On Thu, 25 Feb 2021 23:19:31 +0100,
Anton Yakovlev wrote:
On 25.02.2021 21:30, Takashi Iwai wrote:> On Thu, 25 Feb 2021 20:02:50
+0100,
Michael S. Tsirkin wrote:
On Thu, Feb 25, 2021 at 01:51:16PM +0100, Takashi Iwai wrote:
On Thu, 25 Feb 2021 13:14:37 +0100,
Anton Yakovlev wrote:
[snip]
Takashi given I was in my tree for a while and I planned to merge
it this merge window.
Hmm, that's too quick, I'm afraid. I see still a few rough edges in
the code. e.g. the reset work should be canceled at the driver
removal, but it's missing right now. And that'll become tricky
because the reset work itself unbinds the device, hence it'll get
stuck if calling cancel_work_sync() at remove callback.
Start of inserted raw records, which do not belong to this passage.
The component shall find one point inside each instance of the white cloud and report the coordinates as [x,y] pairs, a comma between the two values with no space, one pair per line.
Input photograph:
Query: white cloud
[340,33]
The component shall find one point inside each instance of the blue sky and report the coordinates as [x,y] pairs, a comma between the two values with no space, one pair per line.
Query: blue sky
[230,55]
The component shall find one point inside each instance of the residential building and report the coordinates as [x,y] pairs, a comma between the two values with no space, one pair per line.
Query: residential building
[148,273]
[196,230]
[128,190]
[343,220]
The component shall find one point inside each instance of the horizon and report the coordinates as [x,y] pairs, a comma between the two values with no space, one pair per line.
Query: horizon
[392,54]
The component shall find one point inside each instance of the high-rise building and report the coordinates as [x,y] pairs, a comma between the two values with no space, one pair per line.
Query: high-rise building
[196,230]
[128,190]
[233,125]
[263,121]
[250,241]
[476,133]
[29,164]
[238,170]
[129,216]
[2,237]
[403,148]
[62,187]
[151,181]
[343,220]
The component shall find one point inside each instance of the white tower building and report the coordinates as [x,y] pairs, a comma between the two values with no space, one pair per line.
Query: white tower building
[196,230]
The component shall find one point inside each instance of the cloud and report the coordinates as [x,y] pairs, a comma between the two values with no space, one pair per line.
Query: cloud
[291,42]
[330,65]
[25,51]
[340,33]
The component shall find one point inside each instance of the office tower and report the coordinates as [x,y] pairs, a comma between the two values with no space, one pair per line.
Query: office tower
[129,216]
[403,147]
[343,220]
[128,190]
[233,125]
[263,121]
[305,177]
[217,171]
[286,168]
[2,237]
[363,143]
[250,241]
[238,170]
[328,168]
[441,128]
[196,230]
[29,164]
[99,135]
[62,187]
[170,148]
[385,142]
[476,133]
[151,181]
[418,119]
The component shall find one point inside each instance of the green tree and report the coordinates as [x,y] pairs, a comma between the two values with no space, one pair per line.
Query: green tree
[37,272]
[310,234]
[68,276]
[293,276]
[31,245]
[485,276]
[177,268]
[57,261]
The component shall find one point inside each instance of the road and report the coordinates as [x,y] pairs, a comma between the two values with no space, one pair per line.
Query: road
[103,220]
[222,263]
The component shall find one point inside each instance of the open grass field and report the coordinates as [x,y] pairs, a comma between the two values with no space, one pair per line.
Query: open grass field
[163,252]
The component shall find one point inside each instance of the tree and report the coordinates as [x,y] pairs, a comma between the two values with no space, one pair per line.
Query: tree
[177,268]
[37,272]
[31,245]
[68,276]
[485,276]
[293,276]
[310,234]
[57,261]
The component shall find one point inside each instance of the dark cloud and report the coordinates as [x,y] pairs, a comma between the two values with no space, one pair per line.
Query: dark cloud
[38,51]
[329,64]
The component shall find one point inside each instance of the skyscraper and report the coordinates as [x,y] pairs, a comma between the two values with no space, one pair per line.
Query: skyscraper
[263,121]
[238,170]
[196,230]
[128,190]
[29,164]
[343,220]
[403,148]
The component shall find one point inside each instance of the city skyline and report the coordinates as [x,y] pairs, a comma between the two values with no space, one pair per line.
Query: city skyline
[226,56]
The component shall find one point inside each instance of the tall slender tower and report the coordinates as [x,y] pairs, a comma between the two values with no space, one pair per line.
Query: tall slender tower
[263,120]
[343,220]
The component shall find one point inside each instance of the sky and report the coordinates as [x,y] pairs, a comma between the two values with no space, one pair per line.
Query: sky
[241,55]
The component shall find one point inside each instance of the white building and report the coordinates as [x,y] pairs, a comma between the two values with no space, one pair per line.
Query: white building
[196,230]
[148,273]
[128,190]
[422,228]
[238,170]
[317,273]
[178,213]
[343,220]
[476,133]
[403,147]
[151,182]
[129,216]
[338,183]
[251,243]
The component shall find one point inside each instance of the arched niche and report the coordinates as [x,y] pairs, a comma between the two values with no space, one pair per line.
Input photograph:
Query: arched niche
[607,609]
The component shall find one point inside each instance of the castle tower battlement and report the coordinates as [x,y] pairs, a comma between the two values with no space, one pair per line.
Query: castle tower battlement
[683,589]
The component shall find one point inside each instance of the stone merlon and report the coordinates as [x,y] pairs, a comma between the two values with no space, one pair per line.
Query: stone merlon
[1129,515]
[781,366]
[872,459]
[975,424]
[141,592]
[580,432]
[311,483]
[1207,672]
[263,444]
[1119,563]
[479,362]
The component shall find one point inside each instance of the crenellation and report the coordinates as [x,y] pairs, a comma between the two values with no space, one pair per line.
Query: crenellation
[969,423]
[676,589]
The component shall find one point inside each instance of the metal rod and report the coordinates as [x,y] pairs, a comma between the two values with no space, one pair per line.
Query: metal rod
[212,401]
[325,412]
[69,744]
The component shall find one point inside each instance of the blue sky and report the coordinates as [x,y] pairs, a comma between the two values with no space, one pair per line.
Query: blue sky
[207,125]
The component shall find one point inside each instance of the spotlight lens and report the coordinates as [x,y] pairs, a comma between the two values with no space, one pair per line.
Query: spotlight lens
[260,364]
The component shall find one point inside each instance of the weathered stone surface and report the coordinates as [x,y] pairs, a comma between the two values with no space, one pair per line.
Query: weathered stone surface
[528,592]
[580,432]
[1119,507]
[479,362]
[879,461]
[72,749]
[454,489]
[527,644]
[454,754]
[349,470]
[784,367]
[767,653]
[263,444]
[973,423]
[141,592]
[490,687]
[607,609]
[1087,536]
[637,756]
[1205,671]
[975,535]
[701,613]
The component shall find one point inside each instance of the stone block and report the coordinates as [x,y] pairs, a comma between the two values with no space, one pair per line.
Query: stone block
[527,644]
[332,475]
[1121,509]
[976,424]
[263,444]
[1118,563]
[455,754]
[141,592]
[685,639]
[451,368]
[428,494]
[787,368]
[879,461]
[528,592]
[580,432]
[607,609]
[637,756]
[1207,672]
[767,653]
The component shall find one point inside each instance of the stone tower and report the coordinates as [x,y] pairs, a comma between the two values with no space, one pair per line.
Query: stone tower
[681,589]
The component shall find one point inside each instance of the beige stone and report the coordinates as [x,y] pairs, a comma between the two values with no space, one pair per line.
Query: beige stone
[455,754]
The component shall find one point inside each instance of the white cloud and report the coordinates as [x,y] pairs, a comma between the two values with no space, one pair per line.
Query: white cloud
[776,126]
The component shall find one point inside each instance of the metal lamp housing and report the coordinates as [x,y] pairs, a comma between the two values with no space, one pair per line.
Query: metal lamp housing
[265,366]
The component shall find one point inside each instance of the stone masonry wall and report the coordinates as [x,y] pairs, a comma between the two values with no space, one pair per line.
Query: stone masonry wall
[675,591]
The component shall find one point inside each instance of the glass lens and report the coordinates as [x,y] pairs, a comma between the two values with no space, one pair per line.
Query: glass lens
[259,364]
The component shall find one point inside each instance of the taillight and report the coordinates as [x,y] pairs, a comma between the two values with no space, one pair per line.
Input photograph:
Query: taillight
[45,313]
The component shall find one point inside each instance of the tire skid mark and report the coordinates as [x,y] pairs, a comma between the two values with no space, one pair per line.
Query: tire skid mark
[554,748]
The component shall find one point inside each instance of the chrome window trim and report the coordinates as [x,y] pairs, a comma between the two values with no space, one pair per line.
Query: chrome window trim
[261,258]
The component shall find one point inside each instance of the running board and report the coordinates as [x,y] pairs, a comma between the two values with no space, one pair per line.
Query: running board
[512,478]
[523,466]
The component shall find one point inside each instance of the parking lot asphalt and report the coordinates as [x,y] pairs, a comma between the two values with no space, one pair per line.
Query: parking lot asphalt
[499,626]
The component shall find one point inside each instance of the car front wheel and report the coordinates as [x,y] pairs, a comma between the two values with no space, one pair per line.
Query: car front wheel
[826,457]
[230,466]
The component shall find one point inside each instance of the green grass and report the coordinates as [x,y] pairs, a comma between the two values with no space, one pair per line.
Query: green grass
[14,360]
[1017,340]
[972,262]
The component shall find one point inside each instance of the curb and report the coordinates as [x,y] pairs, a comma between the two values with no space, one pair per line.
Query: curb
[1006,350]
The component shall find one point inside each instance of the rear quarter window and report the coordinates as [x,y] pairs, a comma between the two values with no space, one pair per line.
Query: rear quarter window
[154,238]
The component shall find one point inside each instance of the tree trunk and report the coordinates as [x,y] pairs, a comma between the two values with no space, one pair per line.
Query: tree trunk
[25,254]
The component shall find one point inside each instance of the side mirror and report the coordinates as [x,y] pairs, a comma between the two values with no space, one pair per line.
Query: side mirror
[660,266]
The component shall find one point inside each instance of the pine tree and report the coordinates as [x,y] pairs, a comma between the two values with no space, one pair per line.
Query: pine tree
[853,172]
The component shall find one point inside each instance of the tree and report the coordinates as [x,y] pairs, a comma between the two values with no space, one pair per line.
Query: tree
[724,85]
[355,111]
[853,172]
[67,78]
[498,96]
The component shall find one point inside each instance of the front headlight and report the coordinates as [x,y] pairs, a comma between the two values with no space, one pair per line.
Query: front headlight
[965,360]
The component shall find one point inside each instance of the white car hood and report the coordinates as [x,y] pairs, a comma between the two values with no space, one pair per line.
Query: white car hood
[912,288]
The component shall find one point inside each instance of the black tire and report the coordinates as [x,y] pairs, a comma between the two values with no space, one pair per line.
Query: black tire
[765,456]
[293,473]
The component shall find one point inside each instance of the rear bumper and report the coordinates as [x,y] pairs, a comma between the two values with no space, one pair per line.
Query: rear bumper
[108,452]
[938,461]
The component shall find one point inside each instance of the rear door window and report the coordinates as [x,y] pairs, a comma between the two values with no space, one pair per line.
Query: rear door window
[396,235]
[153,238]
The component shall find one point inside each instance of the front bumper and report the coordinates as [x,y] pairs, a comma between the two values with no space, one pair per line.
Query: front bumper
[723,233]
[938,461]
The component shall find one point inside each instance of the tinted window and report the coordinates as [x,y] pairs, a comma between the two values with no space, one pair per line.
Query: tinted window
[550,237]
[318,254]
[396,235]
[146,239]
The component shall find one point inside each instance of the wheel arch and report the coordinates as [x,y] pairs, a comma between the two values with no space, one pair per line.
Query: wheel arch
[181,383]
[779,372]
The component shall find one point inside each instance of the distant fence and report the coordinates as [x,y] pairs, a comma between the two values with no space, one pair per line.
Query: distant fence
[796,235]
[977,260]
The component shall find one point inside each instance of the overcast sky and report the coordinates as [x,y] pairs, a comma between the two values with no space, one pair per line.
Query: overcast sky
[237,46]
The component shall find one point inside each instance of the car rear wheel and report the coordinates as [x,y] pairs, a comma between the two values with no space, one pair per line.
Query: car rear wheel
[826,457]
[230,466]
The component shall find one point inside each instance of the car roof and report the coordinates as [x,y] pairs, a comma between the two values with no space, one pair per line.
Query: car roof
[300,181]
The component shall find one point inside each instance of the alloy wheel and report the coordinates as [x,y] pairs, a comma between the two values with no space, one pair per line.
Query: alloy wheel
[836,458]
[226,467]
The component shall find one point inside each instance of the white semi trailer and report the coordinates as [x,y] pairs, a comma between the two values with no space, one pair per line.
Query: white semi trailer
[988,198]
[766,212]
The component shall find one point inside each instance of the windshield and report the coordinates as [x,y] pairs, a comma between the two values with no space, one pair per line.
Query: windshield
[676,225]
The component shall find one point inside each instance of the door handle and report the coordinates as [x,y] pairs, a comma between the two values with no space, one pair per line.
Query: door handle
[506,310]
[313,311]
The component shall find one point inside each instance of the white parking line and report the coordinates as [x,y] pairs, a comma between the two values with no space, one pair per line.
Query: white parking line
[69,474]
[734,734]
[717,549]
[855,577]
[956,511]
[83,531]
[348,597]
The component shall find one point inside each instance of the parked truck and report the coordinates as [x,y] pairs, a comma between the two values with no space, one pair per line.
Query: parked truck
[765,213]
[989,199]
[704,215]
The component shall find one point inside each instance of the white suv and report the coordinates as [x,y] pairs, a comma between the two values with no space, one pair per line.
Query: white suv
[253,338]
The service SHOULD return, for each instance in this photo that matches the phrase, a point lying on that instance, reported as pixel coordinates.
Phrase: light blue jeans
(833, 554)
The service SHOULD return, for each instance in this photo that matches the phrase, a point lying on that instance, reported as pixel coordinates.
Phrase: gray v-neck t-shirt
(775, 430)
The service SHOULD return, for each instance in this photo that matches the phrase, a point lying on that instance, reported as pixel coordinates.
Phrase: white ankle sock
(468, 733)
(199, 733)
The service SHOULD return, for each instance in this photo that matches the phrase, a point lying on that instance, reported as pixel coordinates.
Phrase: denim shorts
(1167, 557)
Yes, you made a good point here! In this case, we need some external
mutex for synchronization. This is just a rough idea, but maybe
something like this might work:
struct reset_work {
struct mutex mutex;
struct work_struct work;
struct virtio_snd *snd;
bool resetting;
};
static struct reset_work reset_works[SNDRV_CARDS];
init()
// init mutexes and workers
virtsnd_probe()
snd_card_new(snd->card)
reset_works[snd->card->number].snd = snd;
virtsnd_remove()
mutex_lock(reset_works[snd->card->number].mutex)
reset_works[snd->card->number].snd = NULL;
resetting = reset_works[snd->card->number].resetting;
mutex_unlock(reset_works[snd->card->number].mutex)
if (!resetting)
// cancel worker reset_works[snd->card->number].work
// remove device
virtsnd_reset_fn(work)
mutex_lock(work->mutex)
if (!work->snd)
// do nothing and take an exit path
work->resetting = true;
mutex_unlock(work->mutex)
device_reprobe()
work->resetting = false;
interrupt_handler()
schedule_work(reset_works[snd->card->number].work);
What do you think?
I think it's still somehow racy. Suppose that the reset_work is
already running right before entering virtsnd_remove(): it sets
reset_works[].resetting flag, virtsnd_remove() skips canceling, and
both reset work and virtsnd_remove() perform at the very same time.
(I don't know whether this may happen, but I assume it's possible.)
In that case, maybe a better check is to check current_work(), and
perform cancel_work_sync() unless it's &reset_works[].work itself.
Then the recursive cancel call can be avoided.
After that point, the reset must be completed, and we can (again)
process the rest release procedure. (But also snd object itself might
have been changed again, so it needs to be re-evaluated.)
One remaining concern is that the card number of the sound instance
may change after reprobe. That is, we may want to another persistent
object instead of accessing via an array index of sound card number.
So, we might need reset_works[] associated with virtio_snd object
instead.
In anyway, this is damn complex. I sincerely hope that we can avoid
this kind of things. Wouldn't it be better to shift the reset stuff
up to the virtio core layer? Or drop the feature in the first
version. Shooting itself (and revival) is a dangerous magic spell,
after all.
thanks,
Takashi